Колька, стоя посреди комнаты со сложенными на груди тонкими руками или лёжа на диване и напряжённо глядя в книгу, вдруг, зацепившись за какое-нибудь выражение отца или за фразу, сказанную по радио, вымётывал из себя очередь слов, короткую и болючую. Василий Васильевич отвечал озадаченной, но строгой репликой. Тогда Колька вымётывал другую очередь, ещё более ранящую. Голос Василия Васильевича с каждым ответом невольно возрастал и переходил на крик. В конце концов в крике его смятённом слышалось, что он припёрт к стенке, он в замешательстве, что ему больно и что выкрикнутый им довод у него последний, крайний, даже запасной. Добавлял он при этом, не умея уже скрыть стыд за свою беспомощность, в голос басовитой грубости:

– Ты на масле сидишь!..

И после этого вытягивался истерично-победно, уверенный в том, что сын – поражён его резоном или если не самим резоном, то по крайней мере пониманием того, что у него никакого другого больше не имеется.

И вот сын – которому было дано понять, что у отца в запасе доводов нет, – не смирялся, не умолкал. Он отвечал. И тоже криком, и тоже добавлял в голос грубоватого баска, юношеского, неверного:

– Так вы за кусок масла, что ли, Христа-то предали?

Находились они при таких разговорах всегда в разных комнатах – чтобы не смотреть друг другу в глаза.

– Мы работаем!..

– А это проще всего!

Наконец однажды разговор произошёл уже в комнате в одной. Василий Васильевич, взвинтив голос до крика, вдруг уронил его до шёпота и, стоя перед сыном, и даже глядя ему в глаза, и даже поднося к его лицу кулак, испачканный половой краской, сказал прояснённо:

– Вам бы финскую пережить хотя бы…

И сын впервые не возразил – покраснел. И не потому, что не знал тогда, что именно в это самое время, в эту самую, может быть, минуту на другой войне, на афганской, гибнут его сверстники, а потому не возразил, что теперь ему было дано понять нечто такое, на что возражать человек, порождённый другим человеком, неприспособлен.

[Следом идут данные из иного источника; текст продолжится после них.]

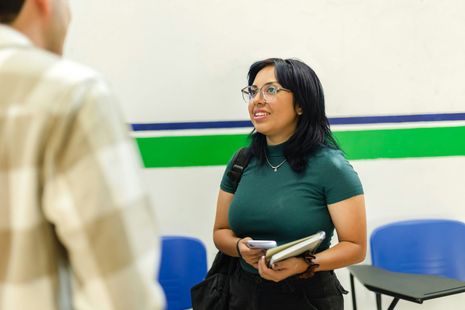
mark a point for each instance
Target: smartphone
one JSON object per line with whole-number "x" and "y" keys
{"x": 261, "y": 244}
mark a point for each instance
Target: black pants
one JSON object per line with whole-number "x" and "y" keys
{"x": 251, "y": 292}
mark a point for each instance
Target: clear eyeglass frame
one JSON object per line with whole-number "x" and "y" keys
{"x": 269, "y": 91}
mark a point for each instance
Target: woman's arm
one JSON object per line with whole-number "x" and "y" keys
{"x": 223, "y": 236}
{"x": 349, "y": 220}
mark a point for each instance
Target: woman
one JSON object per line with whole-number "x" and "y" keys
{"x": 296, "y": 183}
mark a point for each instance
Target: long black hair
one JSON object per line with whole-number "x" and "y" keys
{"x": 312, "y": 130}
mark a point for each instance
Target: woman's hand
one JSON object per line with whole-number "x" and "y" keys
{"x": 251, "y": 256}
{"x": 281, "y": 270}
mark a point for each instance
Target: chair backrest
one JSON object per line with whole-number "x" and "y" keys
{"x": 183, "y": 264}
{"x": 435, "y": 247}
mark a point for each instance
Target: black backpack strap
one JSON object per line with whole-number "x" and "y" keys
{"x": 239, "y": 162}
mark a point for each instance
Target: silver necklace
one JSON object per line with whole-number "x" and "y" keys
{"x": 275, "y": 168}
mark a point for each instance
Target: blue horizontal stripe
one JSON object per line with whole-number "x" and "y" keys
{"x": 355, "y": 120}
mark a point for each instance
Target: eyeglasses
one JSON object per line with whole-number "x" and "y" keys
{"x": 269, "y": 91}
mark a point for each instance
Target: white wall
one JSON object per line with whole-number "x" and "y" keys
{"x": 181, "y": 60}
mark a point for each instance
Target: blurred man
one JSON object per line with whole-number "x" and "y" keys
{"x": 76, "y": 229}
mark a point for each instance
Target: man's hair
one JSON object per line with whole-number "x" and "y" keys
{"x": 9, "y": 10}
{"x": 312, "y": 130}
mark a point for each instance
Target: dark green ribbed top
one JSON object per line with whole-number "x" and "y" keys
{"x": 285, "y": 205}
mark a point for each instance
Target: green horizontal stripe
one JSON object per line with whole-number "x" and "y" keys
{"x": 212, "y": 150}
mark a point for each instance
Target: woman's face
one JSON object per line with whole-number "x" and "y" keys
{"x": 275, "y": 118}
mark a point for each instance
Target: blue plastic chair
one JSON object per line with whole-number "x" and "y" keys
{"x": 433, "y": 247}
{"x": 183, "y": 264}
{"x": 427, "y": 247}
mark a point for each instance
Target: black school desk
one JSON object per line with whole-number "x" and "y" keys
{"x": 411, "y": 287}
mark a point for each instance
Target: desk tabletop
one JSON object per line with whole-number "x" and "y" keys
{"x": 412, "y": 287}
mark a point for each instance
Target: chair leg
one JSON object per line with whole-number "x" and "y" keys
{"x": 352, "y": 290}
{"x": 378, "y": 301}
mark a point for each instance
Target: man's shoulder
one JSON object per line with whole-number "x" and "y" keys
{"x": 64, "y": 71}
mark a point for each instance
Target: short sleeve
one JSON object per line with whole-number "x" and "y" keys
{"x": 339, "y": 179}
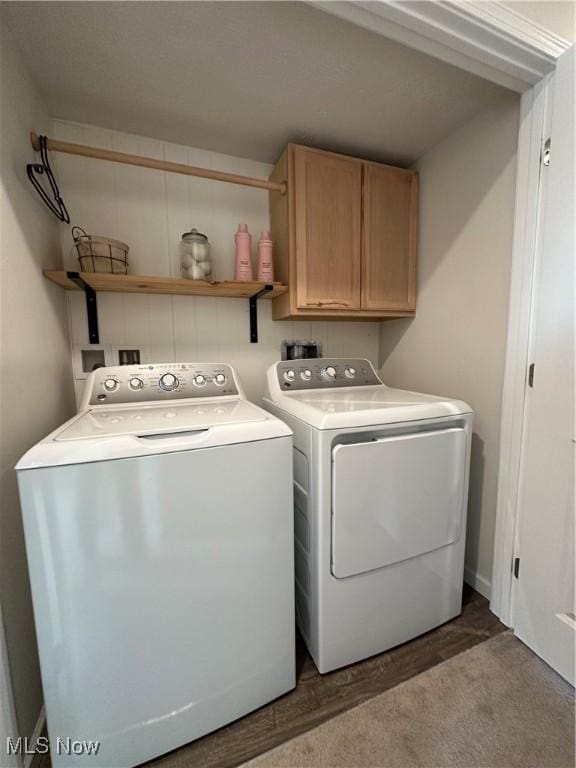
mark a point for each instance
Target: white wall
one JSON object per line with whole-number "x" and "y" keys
{"x": 456, "y": 344}
{"x": 35, "y": 378}
{"x": 558, "y": 16}
{"x": 150, "y": 210}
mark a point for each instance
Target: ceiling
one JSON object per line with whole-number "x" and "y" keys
{"x": 242, "y": 78}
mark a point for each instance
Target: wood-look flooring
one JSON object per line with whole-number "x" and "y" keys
{"x": 317, "y": 698}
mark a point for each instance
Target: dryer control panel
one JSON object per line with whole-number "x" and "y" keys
{"x": 159, "y": 381}
{"x": 325, "y": 373}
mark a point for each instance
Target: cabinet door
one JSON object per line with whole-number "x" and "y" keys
{"x": 389, "y": 243}
{"x": 327, "y": 205}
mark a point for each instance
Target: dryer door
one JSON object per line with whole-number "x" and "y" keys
{"x": 396, "y": 497}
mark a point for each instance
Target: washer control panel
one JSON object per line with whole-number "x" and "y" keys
{"x": 160, "y": 381}
{"x": 325, "y": 373}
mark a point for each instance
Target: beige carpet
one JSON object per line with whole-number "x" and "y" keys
{"x": 494, "y": 706}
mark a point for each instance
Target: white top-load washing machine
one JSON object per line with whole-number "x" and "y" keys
{"x": 380, "y": 495}
{"x": 159, "y": 533}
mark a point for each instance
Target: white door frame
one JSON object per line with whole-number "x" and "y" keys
{"x": 500, "y": 45}
{"x": 8, "y": 726}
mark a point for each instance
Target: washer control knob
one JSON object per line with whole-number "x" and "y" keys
{"x": 329, "y": 373}
{"x": 168, "y": 382}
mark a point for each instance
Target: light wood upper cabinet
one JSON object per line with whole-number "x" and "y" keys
{"x": 389, "y": 231}
{"x": 345, "y": 237}
{"x": 327, "y": 201}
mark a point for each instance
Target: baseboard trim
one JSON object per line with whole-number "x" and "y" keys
{"x": 32, "y": 760}
{"x": 477, "y": 582}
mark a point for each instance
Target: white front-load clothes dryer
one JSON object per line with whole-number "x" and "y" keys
{"x": 380, "y": 496}
{"x": 159, "y": 534}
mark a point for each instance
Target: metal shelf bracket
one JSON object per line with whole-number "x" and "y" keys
{"x": 254, "y": 312}
{"x": 91, "y": 306}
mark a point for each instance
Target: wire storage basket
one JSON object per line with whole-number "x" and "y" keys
{"x": 100, "y": 254}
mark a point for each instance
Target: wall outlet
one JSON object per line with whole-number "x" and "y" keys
{"x": 89, "y": 358}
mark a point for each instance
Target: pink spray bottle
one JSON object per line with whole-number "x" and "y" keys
{"x": 265, "y": 263}
{"x": 243, "y": 262}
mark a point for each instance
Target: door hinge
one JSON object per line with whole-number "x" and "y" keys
{"x": 546, "y": 152}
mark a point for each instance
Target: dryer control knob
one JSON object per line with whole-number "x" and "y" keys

И дальше стало всё по-другому. Сын приезжал, но ни слов, ни ругани, ни даже разговоров на те больные темы уже не было. Зато иногда от Кольки попахивало винным перегаром. Потом он стал являться и выпившим заметно. И начались разговоры уже на эту тему, опять же новую в доме Седовых. Возобновилась ругань. В ней участвовала, конечно, и мать.

К лету скандалы так утомили, что, когда Колька приехал на каникулы, родители, наблюдая за ним, ругались между собой – уж дошло и до этого. Тем более что с пьяным разговаривать было бесполезно, а трезвый он был смиренно работающим и молчащим беспомощно. Иногда уходил он неожиданно из дома и по целым дням пьянствовал где-то с местными мужиками. Спал он не в комнате, а на сеновале, постелив старую шубу. Потом не спускался оттуда до обеда – вылёживался.

Раз Василий Васильевич в полдень зашёл на сеновал и окликнул сына деловито:

– Николай!

– Да, – быстро и внятно отозвался тот, как всегда это делает любой, кто протрезвел после выпивки.

– Ты если от вина помрёшь, так я тебя хоронить не буду.

И Василий Васильевич так же спокойно, помяв для чего-то корзину и положив её на то же место, ушёл с сеновала. Шаги его по лестнице в тишине были размеренны: они не заторопились, не замедлились.

Всё то лето прошло скомканным, как бы потерянным.

Колька надолго уезжал в город. Что он там делал, по жаре, в пыли?.. Наметилась в нём какая-то хлопотливость. И уже эта хлопотливость мешала родителям сосредоточенно вглядываться в сына. Ведь мучила очередная неразгаданная забота: сын больше не выпивал.

Пошла между тем вторая зима его учёбы. И по-прежнему о вине не было и речи.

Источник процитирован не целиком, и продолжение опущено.